O mutlakiyet bütün Rusya hayat-ı siyasiyesini istediği noktalara saldırtıyor, o merkeziyet kendi kuvve-i teşriiyesinde her milletin, her memleketin hayatlarını tanzim edecek kanunlarını çiziyor, o merkeziyet gerek siyasi hedeflerin o günde açtıgı girdaplara milletleri sürüklemek ve gerekse mecellesinin milletlerrinin şerait-i hayatiye ve tarihiyelerini zincirleyen kanunlarını onların hayatlarında yaşatmak içün kendi vasıta-i icraiyesini merkezden nasb ve tayin idiyor ve onları bilhassa o milletlerin emellerine sıcaklığı onların an’anatlarına ve şerait-i hayatiyelerine vukufları olmayanlardan sayılıyordu. Mutlakiyet tahtını parçalayarak enkazını da tarihe gömen Rusya inkılâb-ı kebiri, Rusya tarihi-i siyasiyesinde hukuki müsavat-ı beşeri, iktisadi ıslahat-ı içtimaiyeyi kayd itdiği gibi milletlerin ve etrafın (oblastın) tarihlerinden merkezin mecburi emirlerini silerek onların hayat-ı siyasiye ve içtimaiyelerini kendi iradeleriyle kurmaları hakk-ı mukaddesini ilân itdi. Bu yüksek sahiha-i inkılâbla yalnız Rusya’daki milletler Rusya hayat-ı siyasiyesine yeni bir cereyan vermediler. Bugün bütün cihanda şimdiye kadar hayat-ı siyasiyede uzak kaldırılan irade-i milliyeler canlanıyor ve hiç bir türlü mahdudiyet tanımıyarak tamamiyle hür ve hâkim iradeleriyle kendi hayatlarını kurmaya, kendi tarihlerini çizmeye kalkışıyorlar.

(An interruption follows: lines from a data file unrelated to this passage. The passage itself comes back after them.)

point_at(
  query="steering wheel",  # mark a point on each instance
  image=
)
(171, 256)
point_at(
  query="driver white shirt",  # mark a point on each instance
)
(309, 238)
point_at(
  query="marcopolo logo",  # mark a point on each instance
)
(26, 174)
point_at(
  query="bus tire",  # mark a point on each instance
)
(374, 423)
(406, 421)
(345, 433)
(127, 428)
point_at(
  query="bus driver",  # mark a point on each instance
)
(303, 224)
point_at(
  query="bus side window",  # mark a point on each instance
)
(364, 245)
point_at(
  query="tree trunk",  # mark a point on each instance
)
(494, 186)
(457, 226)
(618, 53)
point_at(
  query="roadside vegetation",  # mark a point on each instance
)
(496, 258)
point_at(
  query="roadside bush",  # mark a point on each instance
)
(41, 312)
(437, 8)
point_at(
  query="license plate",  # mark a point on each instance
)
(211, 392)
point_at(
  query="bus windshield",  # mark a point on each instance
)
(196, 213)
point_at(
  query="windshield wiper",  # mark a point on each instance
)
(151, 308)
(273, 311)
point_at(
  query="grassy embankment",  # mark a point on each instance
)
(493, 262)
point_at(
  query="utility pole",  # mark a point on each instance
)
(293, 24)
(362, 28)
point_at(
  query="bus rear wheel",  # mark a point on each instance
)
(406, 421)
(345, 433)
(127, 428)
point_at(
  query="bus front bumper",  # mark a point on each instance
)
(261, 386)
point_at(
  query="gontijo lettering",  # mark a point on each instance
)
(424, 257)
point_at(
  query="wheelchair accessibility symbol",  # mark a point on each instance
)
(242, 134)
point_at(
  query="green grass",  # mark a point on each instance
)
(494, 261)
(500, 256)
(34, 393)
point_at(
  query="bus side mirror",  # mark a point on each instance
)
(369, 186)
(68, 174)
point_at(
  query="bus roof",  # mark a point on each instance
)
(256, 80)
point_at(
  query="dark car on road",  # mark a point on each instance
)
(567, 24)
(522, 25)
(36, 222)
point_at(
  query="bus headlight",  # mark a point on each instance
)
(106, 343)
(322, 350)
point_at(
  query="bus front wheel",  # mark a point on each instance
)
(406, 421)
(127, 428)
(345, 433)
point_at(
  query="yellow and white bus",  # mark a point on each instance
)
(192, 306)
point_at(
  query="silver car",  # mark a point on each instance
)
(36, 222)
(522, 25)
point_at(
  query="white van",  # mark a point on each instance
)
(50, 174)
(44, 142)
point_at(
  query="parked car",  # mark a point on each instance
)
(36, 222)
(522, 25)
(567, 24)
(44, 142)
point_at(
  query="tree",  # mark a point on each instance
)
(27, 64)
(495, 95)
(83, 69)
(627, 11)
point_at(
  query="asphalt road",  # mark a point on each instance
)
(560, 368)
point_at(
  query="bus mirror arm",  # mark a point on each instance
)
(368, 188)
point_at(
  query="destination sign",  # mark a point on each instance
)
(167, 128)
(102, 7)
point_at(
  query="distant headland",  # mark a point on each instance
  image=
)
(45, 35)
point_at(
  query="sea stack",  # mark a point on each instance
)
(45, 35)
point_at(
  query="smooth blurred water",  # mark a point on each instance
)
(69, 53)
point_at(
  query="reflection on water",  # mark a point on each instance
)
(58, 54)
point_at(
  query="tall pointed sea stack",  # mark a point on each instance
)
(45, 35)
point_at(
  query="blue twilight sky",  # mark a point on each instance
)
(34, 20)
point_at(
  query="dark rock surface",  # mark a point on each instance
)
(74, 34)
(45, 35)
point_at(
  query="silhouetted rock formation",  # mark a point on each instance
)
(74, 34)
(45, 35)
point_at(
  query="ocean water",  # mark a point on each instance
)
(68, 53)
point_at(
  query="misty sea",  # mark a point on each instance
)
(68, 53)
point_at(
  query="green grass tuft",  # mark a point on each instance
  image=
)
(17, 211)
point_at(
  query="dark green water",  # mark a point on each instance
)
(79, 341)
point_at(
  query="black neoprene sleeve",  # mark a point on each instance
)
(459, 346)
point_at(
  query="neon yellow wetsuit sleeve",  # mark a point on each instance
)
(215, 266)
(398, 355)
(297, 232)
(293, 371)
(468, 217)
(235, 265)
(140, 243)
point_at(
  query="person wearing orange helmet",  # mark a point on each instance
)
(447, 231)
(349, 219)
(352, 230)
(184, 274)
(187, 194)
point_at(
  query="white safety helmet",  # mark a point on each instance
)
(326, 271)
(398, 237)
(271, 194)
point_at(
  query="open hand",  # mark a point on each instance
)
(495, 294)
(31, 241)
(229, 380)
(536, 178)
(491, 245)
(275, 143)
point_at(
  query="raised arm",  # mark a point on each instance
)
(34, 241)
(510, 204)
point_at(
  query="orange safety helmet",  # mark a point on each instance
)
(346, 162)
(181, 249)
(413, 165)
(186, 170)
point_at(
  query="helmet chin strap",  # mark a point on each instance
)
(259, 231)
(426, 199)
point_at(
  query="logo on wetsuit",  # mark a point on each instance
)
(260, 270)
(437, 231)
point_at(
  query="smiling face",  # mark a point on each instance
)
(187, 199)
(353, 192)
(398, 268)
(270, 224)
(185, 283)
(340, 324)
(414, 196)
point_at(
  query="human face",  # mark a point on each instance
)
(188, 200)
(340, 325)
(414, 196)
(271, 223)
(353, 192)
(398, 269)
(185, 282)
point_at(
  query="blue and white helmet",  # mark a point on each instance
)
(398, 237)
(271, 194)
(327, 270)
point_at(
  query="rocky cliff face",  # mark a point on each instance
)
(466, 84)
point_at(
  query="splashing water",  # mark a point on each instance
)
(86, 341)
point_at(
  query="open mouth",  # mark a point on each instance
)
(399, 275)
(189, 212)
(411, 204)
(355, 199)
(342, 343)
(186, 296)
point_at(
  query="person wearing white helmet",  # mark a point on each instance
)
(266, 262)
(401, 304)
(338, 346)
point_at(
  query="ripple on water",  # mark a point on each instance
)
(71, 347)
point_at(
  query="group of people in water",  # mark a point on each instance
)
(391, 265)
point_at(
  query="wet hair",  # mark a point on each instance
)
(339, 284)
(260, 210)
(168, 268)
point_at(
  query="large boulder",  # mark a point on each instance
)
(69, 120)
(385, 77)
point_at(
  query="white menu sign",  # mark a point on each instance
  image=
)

Rusya’daki milletlerin irade-i milliyelerini canlandırmaları içün hakimiyet-i siyasiyeye malik meclis-i müessesanlarını çağırmalarına, milli hukuk-u mukaddesi uğrunda bir çok kanlı facialar yaşamış İrlanda da koşuldu.
Milletler emel-i siyasilerini yalnız sıkı alâkadar oldukları “merkez”lere aksettirmekle kalmıyorlar.. Belki tamamiyle hakimiyet-i siyasiyelerine malik olduklarını icabı anında siyaset beyneldüvelde yaşatmaya kat’i karar virdiler. Rusya inkılâb-ı kebirinin bu cihan kan tufanını bitirecek sulhün her milletin iradesine hürmetle ilhak ve tazminattan ari olması arzusu etrafında bu gün bu cenkle uzaktan yakından alâkadar olan ve kendi hayat-ı millisini ve vücudu vatanisini cellad diplomatlara parçalatmamak isteyen bütün milletler toplanıyorlar...
Her biri sulh konferansiyasında da, siyaset beyneldüvelde milletlerin müsavat-ı milel kaidesine istinadla “hâkim hükümetler” tanıyamıyacaklarını ve onların kendi emel-i millilerine tevafuk itmeyen kararlarına rıza ve muvafakiyet gösteremeyeceklerini söyleyeceklerdir.
Rusya inkılâbiyunu ne kadar kavi, yüksek bir arzuyla ıslahat-ı içtimaiye ve saadet-i beşer etrafında toplanıyorlarsa, milletler aynı emeller etrafında aynı derece sıcaklıkla birleştikleri kadar yüksek azim, sarsılmaz metanetle meclis-i müessesanlarında irade-i millilerini canlandırıyorlar.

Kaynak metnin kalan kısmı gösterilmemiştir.